Opened 10 years ago
#704 new defect
Nginx configure script can't detect groups reliably
| Reported by: | Gavin Chappell | Owned by: | |
|---|---|---|---|
| Priority: | minor | Milestone: | |
| Component: | nginx-core | Version: | 1.0.x |
| Keywords: | Cc: | ||
| uname -a: | Linux microserver 3.16.0-29-generic #39-Ubuntu SMP Mon Dec 15 22:27:29 UTC 2014 x86_64 x86_64 x86_64 GNU/Linux | ||
| nginx -V: |
nginx version: nginx/1.6.2 (Ubuntu)
TLS SNI support enabled configure arguments: --with-cc-opt='-g -O2 -fstack-protector-strong -Wformat -Werror=format-security -D_FORTIFY_SOURCE=2' --with-ld-opt='-Wl,-Bsymbolic-functions -Wl,-z,relro' --prefix=/usr/share/nginx --conf-path=/etc/nginx/nginx.conf --http-log-path=/var/log/nginx/access.log --error-log-path=/var/log/nginx/error.log --lock-path=/var/lock/nginx.lock --pid-path=/run/nginx.pid --http-client-body-temp-path=/var/lib/nginx/body --http-fastcgi-temp-path=/var/lib/nginx/fastcgi --http-proxy-temp-path=/var/lib/nginx/proxy --http-scgi-temp-path=/var/lib/nginx/scgi --http-uwsgi-temp-path=/var/lib/nginx/uwsgi --with-debug --with-pcre-jit --with-ipv6 --with-http_ssl_module --with-http_stub_status_module --with-http_realip_module --with-http_auth_request_module --with-http_addition_module --with-http_dav_module --with-http_geoip_module --with-http_gzip_static_module --with-http_image_filter_module --with-http_spdy_module --with-http_sub_module --with-http_xslt_module --with-mail --with-mail_ssl_module |
||
Description
As part of auto/unix, the configure scripts attempt to detect a "nobody" group by doing "grep nobody /etc/group"

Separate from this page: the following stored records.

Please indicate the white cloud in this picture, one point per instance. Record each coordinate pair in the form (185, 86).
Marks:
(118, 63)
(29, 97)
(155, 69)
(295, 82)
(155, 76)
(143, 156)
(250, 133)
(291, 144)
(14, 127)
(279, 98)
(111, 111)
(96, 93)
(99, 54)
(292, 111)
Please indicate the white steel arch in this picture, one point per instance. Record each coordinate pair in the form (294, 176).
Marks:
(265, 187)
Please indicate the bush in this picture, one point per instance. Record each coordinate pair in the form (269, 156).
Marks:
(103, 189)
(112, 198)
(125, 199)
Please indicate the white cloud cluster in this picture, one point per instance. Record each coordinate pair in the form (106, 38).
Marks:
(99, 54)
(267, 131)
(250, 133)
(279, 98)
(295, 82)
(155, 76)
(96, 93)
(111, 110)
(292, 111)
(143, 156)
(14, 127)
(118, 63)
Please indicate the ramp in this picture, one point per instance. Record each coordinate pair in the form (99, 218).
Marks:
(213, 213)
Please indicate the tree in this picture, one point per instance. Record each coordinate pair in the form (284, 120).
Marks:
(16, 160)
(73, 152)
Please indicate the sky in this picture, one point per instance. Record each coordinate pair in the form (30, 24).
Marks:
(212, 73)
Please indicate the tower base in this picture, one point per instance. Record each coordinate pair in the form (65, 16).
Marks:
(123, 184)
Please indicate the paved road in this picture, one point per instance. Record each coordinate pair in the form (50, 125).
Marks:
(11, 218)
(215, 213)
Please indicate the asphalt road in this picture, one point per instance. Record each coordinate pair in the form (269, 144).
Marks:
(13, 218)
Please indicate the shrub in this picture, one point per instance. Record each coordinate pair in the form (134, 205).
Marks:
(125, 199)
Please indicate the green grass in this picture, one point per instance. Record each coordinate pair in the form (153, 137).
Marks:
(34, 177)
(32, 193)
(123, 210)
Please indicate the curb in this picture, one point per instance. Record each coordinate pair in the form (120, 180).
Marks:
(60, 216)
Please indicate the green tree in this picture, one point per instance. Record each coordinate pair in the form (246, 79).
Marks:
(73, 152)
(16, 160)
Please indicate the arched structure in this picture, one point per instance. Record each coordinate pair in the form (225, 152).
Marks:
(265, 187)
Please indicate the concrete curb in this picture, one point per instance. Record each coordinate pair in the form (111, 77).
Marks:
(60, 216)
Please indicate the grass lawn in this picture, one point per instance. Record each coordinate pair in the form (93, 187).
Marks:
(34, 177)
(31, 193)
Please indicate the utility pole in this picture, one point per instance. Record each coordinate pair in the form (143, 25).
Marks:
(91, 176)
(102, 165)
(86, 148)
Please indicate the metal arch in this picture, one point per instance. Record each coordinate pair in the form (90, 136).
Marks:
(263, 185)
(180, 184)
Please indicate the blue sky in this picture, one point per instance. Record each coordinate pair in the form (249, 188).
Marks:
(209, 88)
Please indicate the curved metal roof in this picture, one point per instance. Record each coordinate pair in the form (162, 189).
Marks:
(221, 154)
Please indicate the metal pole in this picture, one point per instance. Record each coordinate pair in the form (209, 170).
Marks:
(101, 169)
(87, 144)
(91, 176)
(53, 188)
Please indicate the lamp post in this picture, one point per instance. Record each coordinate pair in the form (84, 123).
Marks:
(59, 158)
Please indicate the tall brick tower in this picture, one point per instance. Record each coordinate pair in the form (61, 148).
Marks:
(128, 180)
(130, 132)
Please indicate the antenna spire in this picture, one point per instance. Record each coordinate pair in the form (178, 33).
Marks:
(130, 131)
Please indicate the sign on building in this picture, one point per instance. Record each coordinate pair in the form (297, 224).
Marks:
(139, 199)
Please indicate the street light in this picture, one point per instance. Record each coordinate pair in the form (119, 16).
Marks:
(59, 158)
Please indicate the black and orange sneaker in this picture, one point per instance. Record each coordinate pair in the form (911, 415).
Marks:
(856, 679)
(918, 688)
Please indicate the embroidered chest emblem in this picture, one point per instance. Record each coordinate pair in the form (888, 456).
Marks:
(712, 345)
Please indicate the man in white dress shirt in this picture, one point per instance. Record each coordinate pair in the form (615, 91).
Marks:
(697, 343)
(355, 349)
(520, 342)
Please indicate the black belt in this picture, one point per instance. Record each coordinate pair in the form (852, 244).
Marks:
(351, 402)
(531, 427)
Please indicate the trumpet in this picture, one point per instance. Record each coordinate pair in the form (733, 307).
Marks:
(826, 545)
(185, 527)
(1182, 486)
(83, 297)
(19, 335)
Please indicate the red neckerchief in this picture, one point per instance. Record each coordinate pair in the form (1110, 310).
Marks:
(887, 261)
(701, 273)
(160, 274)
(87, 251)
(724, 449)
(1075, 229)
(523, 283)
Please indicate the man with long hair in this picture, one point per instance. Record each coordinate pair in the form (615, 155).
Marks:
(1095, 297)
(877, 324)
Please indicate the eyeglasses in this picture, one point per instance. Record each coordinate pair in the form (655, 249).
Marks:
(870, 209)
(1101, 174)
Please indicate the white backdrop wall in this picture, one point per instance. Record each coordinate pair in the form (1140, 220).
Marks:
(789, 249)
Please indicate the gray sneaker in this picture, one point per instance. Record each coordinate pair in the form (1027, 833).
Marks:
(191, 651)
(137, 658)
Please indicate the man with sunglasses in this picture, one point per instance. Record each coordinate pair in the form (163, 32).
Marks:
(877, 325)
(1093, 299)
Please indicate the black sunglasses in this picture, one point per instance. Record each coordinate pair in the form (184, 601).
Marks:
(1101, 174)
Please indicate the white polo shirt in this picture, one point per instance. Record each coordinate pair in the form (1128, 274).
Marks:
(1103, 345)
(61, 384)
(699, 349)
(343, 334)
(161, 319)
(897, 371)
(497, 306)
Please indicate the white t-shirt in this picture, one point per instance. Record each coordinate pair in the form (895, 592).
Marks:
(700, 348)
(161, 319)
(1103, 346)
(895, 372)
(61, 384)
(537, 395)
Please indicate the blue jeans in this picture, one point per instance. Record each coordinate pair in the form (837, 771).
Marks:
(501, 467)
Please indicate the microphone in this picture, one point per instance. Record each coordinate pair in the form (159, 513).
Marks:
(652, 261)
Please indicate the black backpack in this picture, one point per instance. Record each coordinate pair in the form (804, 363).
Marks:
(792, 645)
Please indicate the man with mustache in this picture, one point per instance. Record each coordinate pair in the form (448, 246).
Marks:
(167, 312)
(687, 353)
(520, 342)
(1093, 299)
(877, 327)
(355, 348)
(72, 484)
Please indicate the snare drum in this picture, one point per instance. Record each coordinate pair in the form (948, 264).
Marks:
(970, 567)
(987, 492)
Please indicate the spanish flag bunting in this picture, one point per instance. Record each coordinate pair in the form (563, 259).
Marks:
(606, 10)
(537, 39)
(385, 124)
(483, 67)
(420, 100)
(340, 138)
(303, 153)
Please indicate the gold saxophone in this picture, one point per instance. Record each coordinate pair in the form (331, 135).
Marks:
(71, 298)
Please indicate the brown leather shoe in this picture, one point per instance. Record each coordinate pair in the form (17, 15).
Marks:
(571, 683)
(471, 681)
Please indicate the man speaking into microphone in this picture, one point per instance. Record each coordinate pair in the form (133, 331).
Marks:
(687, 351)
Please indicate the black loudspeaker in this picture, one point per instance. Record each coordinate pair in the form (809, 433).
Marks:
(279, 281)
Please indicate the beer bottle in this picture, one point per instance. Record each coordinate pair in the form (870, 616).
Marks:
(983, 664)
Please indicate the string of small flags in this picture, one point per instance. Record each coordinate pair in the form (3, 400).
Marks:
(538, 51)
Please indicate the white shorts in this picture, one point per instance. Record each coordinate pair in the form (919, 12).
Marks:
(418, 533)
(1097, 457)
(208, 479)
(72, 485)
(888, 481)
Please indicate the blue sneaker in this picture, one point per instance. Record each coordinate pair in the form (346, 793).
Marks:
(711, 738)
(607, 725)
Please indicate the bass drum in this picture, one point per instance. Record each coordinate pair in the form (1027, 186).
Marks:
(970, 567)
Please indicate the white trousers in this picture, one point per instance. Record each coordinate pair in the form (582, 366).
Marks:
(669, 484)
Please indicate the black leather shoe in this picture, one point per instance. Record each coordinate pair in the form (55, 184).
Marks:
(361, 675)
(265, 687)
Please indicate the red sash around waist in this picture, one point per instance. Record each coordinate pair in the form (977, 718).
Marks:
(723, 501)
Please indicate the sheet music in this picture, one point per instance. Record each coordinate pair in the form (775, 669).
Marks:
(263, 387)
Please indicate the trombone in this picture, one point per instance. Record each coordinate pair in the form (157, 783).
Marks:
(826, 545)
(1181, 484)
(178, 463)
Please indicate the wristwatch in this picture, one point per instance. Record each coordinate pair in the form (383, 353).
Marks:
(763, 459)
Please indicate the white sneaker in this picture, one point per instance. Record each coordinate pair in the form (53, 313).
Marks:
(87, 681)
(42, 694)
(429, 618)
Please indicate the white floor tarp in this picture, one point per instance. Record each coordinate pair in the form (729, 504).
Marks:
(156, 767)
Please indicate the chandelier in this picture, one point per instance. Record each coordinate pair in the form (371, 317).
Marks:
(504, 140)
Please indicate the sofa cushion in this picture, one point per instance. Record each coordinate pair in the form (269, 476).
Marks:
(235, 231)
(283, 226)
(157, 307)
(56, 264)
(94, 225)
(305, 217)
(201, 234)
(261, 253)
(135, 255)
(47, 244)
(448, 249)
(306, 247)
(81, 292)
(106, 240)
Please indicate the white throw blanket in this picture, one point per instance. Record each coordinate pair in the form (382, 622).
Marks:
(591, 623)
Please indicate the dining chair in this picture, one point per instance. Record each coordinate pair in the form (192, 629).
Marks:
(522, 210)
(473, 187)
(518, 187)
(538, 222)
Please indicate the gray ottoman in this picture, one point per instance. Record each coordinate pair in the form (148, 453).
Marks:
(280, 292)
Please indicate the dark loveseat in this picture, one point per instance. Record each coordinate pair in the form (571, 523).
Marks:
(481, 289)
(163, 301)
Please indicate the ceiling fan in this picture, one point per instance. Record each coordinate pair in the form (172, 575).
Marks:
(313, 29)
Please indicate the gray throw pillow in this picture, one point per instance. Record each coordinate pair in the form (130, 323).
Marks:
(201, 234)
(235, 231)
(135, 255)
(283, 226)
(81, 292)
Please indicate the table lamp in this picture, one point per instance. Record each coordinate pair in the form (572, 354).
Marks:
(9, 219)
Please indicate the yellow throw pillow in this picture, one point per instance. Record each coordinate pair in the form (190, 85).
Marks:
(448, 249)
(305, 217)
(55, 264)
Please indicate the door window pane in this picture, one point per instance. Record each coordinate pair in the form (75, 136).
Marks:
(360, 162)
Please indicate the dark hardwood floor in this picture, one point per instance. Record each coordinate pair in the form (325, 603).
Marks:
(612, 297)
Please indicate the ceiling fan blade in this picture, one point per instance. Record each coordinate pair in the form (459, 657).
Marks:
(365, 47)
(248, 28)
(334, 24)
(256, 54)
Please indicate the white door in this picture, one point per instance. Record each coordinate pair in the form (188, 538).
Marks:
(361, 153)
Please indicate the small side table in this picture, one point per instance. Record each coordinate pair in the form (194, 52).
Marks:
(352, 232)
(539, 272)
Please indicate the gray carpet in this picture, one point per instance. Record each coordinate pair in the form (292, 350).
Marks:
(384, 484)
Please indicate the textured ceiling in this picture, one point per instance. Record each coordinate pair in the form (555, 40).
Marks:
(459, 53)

However, if you have a nobody user in a different group, but no nobody group present on your box, then this test will pass incorrectly. For example, consider the following:
/etc/passwd: nobody:x:65534:65534:Nobody:/dev/null:/sbin/nologin /etc/group: users:x:1000:nobody
In this situation, the configure script will try and test for a group called "nobody", but because the grep isn't anchored to the start of the line and doesn't have any context (i.e. the trailing colon) then the "users..." line matches the grep and nginx will compile with "nobody" as its default group.
If this binary is then run without a "user" directive in its config file, nginx will fail to start because it can't drop privileges to the "nobody" group since it doesn't exist.